Yes, an administrator c.t.a. of a promisee's estate has the power to enforce a contract made for the benefit of a third-party donee. The court reasoned that a person may legally bind themselves by contract to make a particular will, and while a third-party beneficiary like Lewis Nixon certainly has standing to sue for specific performance, the promisee (Doris Ryer Nixon) also possesses a sufficient interest in the enforcement of the promise. This interest entitles the promisee to seek damages or, where the legal remedy is inadequate, to invoke the aid of a court of equity to compel fulfillment of the promise, especially since a breach of a contract to make a will is considered a fraud. This right of action founded upon a contract survives the promisee's death and passes to their personal representative. The court cited early English common law and the Restatement of Contracts to show that a promisee's personal representative has standing to sue for breach of a third-party donee contract, regardless of whether the donee beneficiary could also sue. The administrator's standing derives from the decedent's rights, not from a lack of capacity in the beneficiary. The court clarified that the New Jersey statute N. J. S. 2A:6-46, which outlines the powers of a substituted administrator c.t.a., does not limit recovery to assets distributed through the decedent's estate but confers all rights and powers of an original executor. Furthermore, the court rejected the argument that no cause of action passed to the administrator because the breach (Stanhope's death with the new will in effect) occurred after Doris's death, affirming that contract rights enforceable in the future also survive death. The court emphasized that the administrator has the power to pursue such a claim, guided by a rule of reason in the interest of creditors and beneficiaries, and noted that no one from Doris's estate had objected to the suit. The court found no policy violated by maintaining such an action and favored the enforcement of promises made for valuable consideration.
Analysis:
This case significantly broadens the understanding of a personal representative's standing to enforce contracts, particularly those involving third-party beneficiaries.
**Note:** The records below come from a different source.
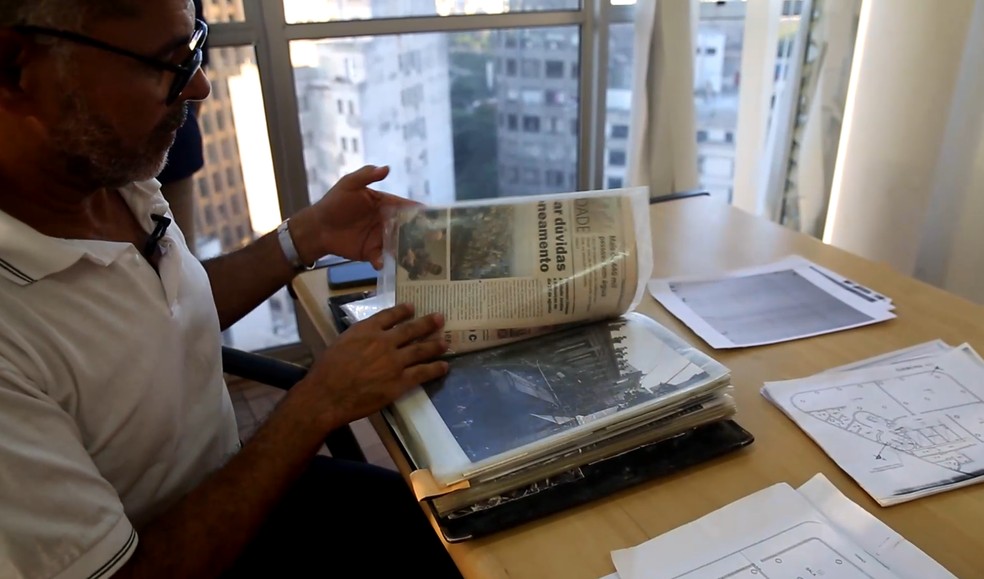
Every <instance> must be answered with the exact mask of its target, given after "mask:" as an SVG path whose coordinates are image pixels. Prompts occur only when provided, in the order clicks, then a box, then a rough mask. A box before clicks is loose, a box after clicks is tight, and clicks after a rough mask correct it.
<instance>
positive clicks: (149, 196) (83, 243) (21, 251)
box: [0, 179, 168, 286]
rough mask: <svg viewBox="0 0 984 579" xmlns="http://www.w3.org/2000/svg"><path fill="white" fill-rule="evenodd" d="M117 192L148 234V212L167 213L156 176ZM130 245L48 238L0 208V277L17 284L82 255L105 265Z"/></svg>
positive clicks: (37, 275) (164, 202)
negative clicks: (14, 217) (147, 179)
mask: <svg viewBox="0 0 984 579" xmlns="http://www.w3.org/2000/svg"><path fill="white" fill-rule="evenodd" d="M119 191H120V194H121V195H122V197H123V199H124V200H125V201H126V203H127V205H129V207H130V210H131V211H132V212H133V214H134V215H135V216H136V218H137V221H139V222H140V226H141V227H143V228H144V230H146V231H147V232H148V233H150V232H151V231H152V230H153V228H154V222H153V220H152V219H151V217H150V215H151V214H152V213H157V214H160V215H163V214H165V213H167V212H168V206H167V202H166V201H164V197H163V196H162V195H161V188H160V183H158V182H157V180H156V179H151V180H149V181H141V182H138V183H133V184H131V185H127V186H125V187H121V188H120V190H119ZM130 247H132V246H131V245H130V244H129V243H119V242H114V241H94V240H87V239H62V238H58V237H49V236H47V235H43V234H41V233H39V232H38V231H37V230H35V229H34V228H32V227H30V226H29V225H27V224H25V223H23V222H21V221H19V220H17V219H14V218H13V217H11V216H10V215H8V214H7V213H5V212H3V211H0V277H4V278H6V279H8V280H10V281H12V282H14V283H16V284H18V285H22V286H26V285H30V284H32V283H34V282H37V281H38V280H41V279H44V278H45V277H47V276H49V275H52V274H55V273H58V272H60V271H64V270H66V269H68V268H69V267H71V266H72V265H74V264H76V263H77V262H78V261H79V260H81V259H83V258H84V259H88V260H89V261H92V262H94V263H97V264H99V265H102V266H108V265H109V264H111V263H113V262H114V261H116V259H118V258H119V257H120V256H121V255H123V253H124V252H125V251H126V250H127V249H128V248H130Z"/></svg>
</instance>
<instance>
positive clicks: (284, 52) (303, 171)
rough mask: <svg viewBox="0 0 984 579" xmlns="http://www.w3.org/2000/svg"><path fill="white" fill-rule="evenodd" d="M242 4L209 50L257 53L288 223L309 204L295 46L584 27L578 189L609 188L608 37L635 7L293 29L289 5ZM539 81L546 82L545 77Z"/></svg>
mask: <svg viewBox="0 0 984 579" xmlns="http://www.w3.org/2000/svg"><path fill="white" fill-rule="evenodd" d="M242 2H243V11H244V14H245V18H244V20H243V21H239V22H216V23H214V24H212V25H210V28H209V46H210V48H222V47H235V46H243V45H251V46H252V47H253V49H254V51H255V54H256V67H257V71H258V73H259V77H260V88H261V92H262V95H263V100H264V103H265V104H264V108H265V110H266V117H267V118H266V122H267V129H268V134H269V135H270V148H271V154H272V157H273V169H274V178H275V181H276V185H277V190H278V199H279V202H280V209H281V213H282V214H283V215H292V214H294V213H296V212H297V211H299V210H301V209H303V208H304V207H306V206H307V205H308V204H309V200H308V198H307V190H308V188H307V173H306V170H305V167H304V162H303V160H302V159H303V151H304V147H303V139H302V129H301V126H300V118H299V115H298V110H299V107H298V102H297V95H296V93H295V88H294V87H295V82H294V71H293V67H292V66H291V61H290V43H291V42H292V41H294V40H321V39H329V38H343V37H360V36H385V35H393V34H413V33H426V32H438V33H454V32H466V31H470V30H518V29H524V28H546V27H560V26H578V27H579V29H580V31H581V37H580V54H579V55H578V56H579V58H578V63H579V66H578V69H579V72H580V89H579V93H580V94H579V103H578V107H579V130H578V147H579V151H578V153H579V154H578V179H577V187H578V188H579V189H583V190H587V189H600V188H602V186H603V178H604V160H605V159H604V150H605V139H606V135H605V124H604V123H605V115H604V111H605V110H606V103H605V96H606V87H607V84H608V78H607V68H608V67H607V64H606V63H607V62H608V38H609V30H610V25H611V24H616V23H631V22H632V21H633V16H634V13H635V7H634V6H633V5H612V4H611V1H610V0H582V2H581V6H580V8H579V9H571V10H545V11H530V12H509V13H503V14H474V15H452V16H413V17H402V18H373V19H368V20H339V21H332V22H311V23H297V24H287V23H286V18H285V14H284V6H283V2H282V1H279V0H277V1H269V0H267V1H264V0H242ZM518 64H519V63H517V69H518V68H519V66H518ZM517 72H519V71H517ZM540 76H541V77H542V76H543V75H542V71H541V75H540ZM598 111H601V113H599V112H598Z"/></svg>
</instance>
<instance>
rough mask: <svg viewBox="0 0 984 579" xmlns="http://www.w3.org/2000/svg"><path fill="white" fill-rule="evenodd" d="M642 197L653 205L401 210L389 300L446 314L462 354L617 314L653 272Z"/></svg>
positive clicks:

It affirms that the promisee's interest in a contract, even when primarily for a third party's benefit, is a valuable right that survives death. The ruling clarifies that the existence of a third-party beneficiary's right to sue does not preclude the promisee's estate from also seeking enforcement, reinforcing the idea that multiple parties can hold concurrent rights to enforce a single contractual promise. This decision underscores the enforceability of contracts to make a will and provides an additional avenue for ensuring such agreements are honored, thereby promoting contractual reliability.